6k / 240k is less than 2.5% - in other words, being struck by lightning is safer than some surgeries.
If we didn’t have base rates, we wouldn’t know that 98 of 100 people survive lightning strikes.
Also known as the “agency dilemma.” An agency is motivated to act in their own interests, which is often competing with or in direct contradiction to the interests of the principal.
How it applies
This is one of the most important models to understand, because it has broad-sweeping effects. We’ll list a handful of examples here.

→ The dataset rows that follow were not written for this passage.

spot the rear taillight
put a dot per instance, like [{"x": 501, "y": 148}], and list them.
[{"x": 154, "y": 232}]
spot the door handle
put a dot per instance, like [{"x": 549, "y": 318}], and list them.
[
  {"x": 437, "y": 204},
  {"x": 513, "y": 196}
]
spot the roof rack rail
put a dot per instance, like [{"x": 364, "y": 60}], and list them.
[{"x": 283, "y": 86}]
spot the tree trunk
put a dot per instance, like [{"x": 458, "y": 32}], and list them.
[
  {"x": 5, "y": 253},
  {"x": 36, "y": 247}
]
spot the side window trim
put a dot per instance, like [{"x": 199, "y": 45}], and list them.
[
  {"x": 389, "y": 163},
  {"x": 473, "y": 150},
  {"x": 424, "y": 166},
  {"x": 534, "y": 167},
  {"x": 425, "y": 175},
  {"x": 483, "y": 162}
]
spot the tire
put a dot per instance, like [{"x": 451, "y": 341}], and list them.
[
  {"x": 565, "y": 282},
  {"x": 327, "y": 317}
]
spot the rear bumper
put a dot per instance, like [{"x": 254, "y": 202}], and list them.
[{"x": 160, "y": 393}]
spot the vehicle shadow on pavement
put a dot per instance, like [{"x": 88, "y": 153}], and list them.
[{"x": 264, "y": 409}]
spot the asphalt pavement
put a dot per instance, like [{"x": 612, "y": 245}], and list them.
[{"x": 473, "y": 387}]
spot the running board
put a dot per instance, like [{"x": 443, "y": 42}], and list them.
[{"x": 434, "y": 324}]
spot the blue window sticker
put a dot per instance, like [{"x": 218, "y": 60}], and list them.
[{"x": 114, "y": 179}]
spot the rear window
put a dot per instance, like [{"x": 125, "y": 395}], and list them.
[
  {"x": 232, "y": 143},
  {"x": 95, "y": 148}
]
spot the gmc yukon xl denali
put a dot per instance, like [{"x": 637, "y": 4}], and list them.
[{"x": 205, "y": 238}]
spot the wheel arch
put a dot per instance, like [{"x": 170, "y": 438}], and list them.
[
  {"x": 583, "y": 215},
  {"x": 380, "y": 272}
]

- Realtor and home-seller - The realtor’s upside is much smaller than the home seller’s. Leaving a house on the market for an extra few weeks is less attractive than taking a sub-optimal deal, as the guarantee of the majority of the upside is often a stronger incentive than the small delta for the optimal deal.
- Contractor and Consumer - Especially if the contractor’s work is based on hourly rates, the contractor is incentivized to spend a longer amount of time on a project than is necessary to complete the work. The customer is incentivized to shorten the project as much as possible. This often leads the contractor to provide insurance by a guaranteeing a ceiling. (Note: Assuming the ceiling isn’t based on an artifically high estimate, this extra risk for the agent can be compensated for by charging a higher hourly rate.)
- Pharmacies and Patients - At a macro-level, the pharmacy industry is incentivized to promote the effectiveness of a given drug, and simultaneously not eliminate the need for their drug (by entirely curing the given disease). (Note: with this said, pharmaceuticals have drastically improved life expectancy and quality of life for the majority of people who have access to them.)